I slumped back in the sofa, spent from the coughing and dismayed by the deal I’d just made. It wasn’t that I disapproved of the surgical training — quite the contrary, in fact. It was myself I disapproved of: I had just agreed to exploit donated bodies for my own personal gain. I rested my head against the back of the sofa and closed my eyes.
“Jet-lagged?”
I jerked my head up and opened my eyes. It was the pretty waitress in the librarian outfit.
She set down a fresh Coke and another scotch on the end table. “Sorry. I didn’t mean to disturb you.”
“It’s okay. I’ve just had a long day.”
She smiled. “You do look like you could use something to perk you up.” She turned and took a few steps, then stopped at the wooden stand holding the massive dictionary. Reaching out a hand, she touched the back of the stand. The lights dimmed, and the room filled with the driving beat of dance music. The young woman was standing with her back to me, her feet slightly apart, the skirt stretched tight. One leg began to keep time to the music, and then — as the Pointer Sisters burst into the lyrics of “I’m So Excited”—she spun to face me. She widened her stance, and a slit in her skirt parted all the way up her left thigh. With one hand she removed her glasses and laid them on the dictionary; with the other she reached up and unpinned the bun, giving her head a toss that flipped her long hair into a high, sweeping arc. Then she began to move toward me, undulating and shimmying across the few feet of space that divided us.
“Wait,” I said.
She held one finger to her lips and pursed her mouth in an exaggerated “shush” expression. Then she yanked the white blouse open — I heard the sound of Velcro letting go — to reveal a sheer, low-cut black bra underneath.
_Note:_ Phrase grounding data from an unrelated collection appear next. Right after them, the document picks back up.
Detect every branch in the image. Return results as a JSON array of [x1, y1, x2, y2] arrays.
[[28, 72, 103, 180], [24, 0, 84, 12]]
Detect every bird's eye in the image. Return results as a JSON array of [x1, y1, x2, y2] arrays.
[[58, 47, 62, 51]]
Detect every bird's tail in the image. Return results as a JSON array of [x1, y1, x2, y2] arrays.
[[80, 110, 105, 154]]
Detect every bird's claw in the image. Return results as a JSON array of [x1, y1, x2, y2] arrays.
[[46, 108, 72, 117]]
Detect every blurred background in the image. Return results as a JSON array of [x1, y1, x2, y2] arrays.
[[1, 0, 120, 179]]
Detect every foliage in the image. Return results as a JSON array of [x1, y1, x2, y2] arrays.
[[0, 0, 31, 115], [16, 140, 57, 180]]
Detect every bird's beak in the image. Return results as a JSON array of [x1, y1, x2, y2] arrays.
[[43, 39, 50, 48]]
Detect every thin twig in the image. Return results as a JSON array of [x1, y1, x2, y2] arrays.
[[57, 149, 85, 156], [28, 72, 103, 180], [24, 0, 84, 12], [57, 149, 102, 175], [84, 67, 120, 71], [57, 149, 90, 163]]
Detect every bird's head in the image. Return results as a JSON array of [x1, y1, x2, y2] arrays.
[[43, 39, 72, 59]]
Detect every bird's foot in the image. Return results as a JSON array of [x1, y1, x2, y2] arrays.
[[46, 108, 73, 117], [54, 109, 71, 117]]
“Wait, stop,” I said. “What are you doing?”
Instead of answering, she planted her right foot between my own feet, then wedged her left leg between my knees and levered them apart. Next she tugged at the top of the slit in her skirt, and the garment came off in her hand and fell to the floor. She was completely nude underneath. Dear God, I thought desperately and absurdly, what would Sir Galahad do?
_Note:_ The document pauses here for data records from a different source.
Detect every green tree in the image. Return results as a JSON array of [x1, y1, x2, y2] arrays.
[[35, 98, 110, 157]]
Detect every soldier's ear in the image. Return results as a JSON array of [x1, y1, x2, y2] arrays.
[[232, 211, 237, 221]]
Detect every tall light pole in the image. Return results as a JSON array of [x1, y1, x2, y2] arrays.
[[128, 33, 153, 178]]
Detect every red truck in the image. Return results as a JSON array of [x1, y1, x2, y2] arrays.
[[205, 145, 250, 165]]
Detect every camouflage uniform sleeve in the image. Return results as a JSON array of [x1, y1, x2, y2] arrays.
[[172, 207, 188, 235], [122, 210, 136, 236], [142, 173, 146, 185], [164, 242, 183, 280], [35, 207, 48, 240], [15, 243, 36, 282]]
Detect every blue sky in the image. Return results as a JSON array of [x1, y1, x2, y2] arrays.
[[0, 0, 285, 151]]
“Stop,” I said. “Please stop now.”
She turned her back to me again, bent her knees, and arched her back, pushing her bare bottom toward me, swirling and swaying closer and closer in a sensual, primal rhythm.
“Stop!” I shouted. “Stop dancing and put on your clothes. Right now.”
She froze in mid-sway, inches away from me.
“I’m serious,” I added. “You’re a beautiful woman, but I didn’t ask for this, and I’m not comfortable with it.”
She stood up straight and spun to face me, looking skeptical and confused and maybe a little mad. “You’re saying you didn’t ask for a lap dance from me?”